Photo Credit: Brandonrush,
distributed by Creative Commons Zero, Public Domain Dedication

It’s hard to say if lawsuits are on the rise, per se. Because America has been an extremely litigious society for years. Regardless, the problem apparently stems from the fact that lawyers in the U.S., unlike many other countries, can take cases on contingency. No doubt this helps the less fortunate fight when they couldn’t afford representation in lawful cases. But it also leads directly to an increase in lawsuits because the only way some firms get paid is by winning lawsuits. (Think about how impossible it is to go for a drive without seeing a billboard for one of these lawsuit-factory law firms.)

This system naturally leads to more fraud. But even if it doesn’t, any time the lawyers step in, prices go up accordingly, which ultimately gets passed onto the customers of insurance agencies in the form of higher premiums.

Extreme Weather — California & Florida Aren’t Helping

Insurance premiums are rising thanks to billion dollar weather events like Hurricane Ian. Photo by Ozzy Trevino, Public Domain

Photo credit: Ozzy Trevino for CBP Photography,
Public Domain

I know this is going to infuriate some folks, but even according to Fox News, weather-related billion-dollar disasters are on the rise. The short version is that more people with more expensive things now live in more places that are more vulnerable to increasingly dangerous weather. (There’s a perfect storm joke around here somewhere.) Think California wildfires or Hurricanes in Florida.

In California’s case, wildfires in 2017 and 2018 wiped out roughly 25 years of insurer profits. Meanwhile, Florida homeowner’s insurance rates are six times the national average, which many say is caused by storms, fraud, and lawsuits. This problem started as a homeowner’s insurance crisis. But since people tend to park cars in garages that burn to the ground and/or flood, it’s now a big car insurance problem as well.
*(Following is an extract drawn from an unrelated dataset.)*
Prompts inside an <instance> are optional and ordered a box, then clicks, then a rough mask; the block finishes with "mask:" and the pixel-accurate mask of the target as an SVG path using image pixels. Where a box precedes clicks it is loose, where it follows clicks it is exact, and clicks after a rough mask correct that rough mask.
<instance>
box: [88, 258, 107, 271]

Oh, and while the population-dense sunshine states get most of the hate on this issue, consider how few, if any, places are genuinely safe from every imaginable disaster. Plus, we can now expect, whenever certain types of disasters become more common in certain places, insurance agencies to exit coverage in affected locations.

California Premiums AREN’T Skyrocketing (This Might Be WORSE)
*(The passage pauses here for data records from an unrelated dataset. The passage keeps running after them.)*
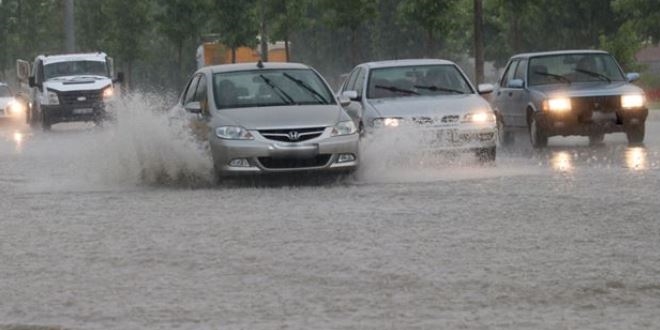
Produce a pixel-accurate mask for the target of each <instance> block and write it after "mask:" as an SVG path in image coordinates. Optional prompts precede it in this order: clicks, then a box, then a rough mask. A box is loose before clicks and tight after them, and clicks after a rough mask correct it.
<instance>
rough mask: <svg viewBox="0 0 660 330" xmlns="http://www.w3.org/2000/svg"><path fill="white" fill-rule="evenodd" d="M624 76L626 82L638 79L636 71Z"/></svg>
mask: <svg viewBox="0 0 660 330" xmlns="http://www.w3.org/2000/svg"><path fill="white" fill-rule="evenodd" d="M626 78H627V79H628V82H634V81H637V80H639V73H637V72H630V73H627V74H626Z"/></svg>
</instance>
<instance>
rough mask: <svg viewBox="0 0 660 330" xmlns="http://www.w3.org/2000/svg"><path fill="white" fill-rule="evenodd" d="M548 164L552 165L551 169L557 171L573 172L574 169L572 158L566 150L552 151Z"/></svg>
mask: <svg viewBox="0 0 660 330" xmlns="http://www.w3.org/2000/svg"><path fill="white" fill-rule="evenodd" d="M550 164H551V165H552V169H554V170H555V171H558V172H573V170H574V169H575V167H574V166H573V158H572V157H571V154H569V153H568V152H566V151H558V152H554V153H553V154H552V158H551V159H550Z"/></svg>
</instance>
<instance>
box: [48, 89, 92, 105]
mask: <svg viewBox="0 0 660 330" xmlns="http://www.w3.org/2000/svg"><path fill="white" fill-rule="evenodd" d="M102 93H103V92H102V91H100V90H96V91H75V92H61V93H58V96H59V98H60V103H61V104H63V105H73V106H84V107H93V106H95V105H98V104H101V103H102V102H103V96H102Z"/></svg>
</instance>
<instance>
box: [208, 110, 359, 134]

California insurance premiums

Photo Credit: Adoramassey, 
distributed by Creative Commons Attribution-Share Alike 4.0

In the late 1980s, Californians put a law into place — called Prop 103 — that limited the rights of insurance companies to raise rates without first getting approval from the state’s insurance commissioner. Generally speaking, this has been pretty good for customers. In fact, if you live in California right now, you might have seen rate increases, but nothing along the lines of 56%.

The bad news? This might be worse.

Instead of rates rising by shocking amounts, some Californians are losing insurance altogether.

Now, most of the bad news on this topic has focused on homeowner’s insurance, with major companies, including State Farm and Allstate leaving California altogether. The mass exodus isn’t quite the same for auto insurance, however.

For example, the insurance commissioner recently granted a $263.7M rate hike for State Farm. But it’s a growing crisis that may well end up following homeowner trends. More specifically, it’s harder than ever to buy a new policy. People with late payments are being dropped. There are longer wait periods until coverage begins. It’s a mess, looming and current.

Conclusion: Why are Insurance Premiums Rising?

Very simply, rising costs, labor rates, insurance company profit loss, and changing weather patterns are, according to the insurance companies, threatening profits to such a degree that these companies are either jacking up insurance premiums dramatically. Or leaving certain markets altogether.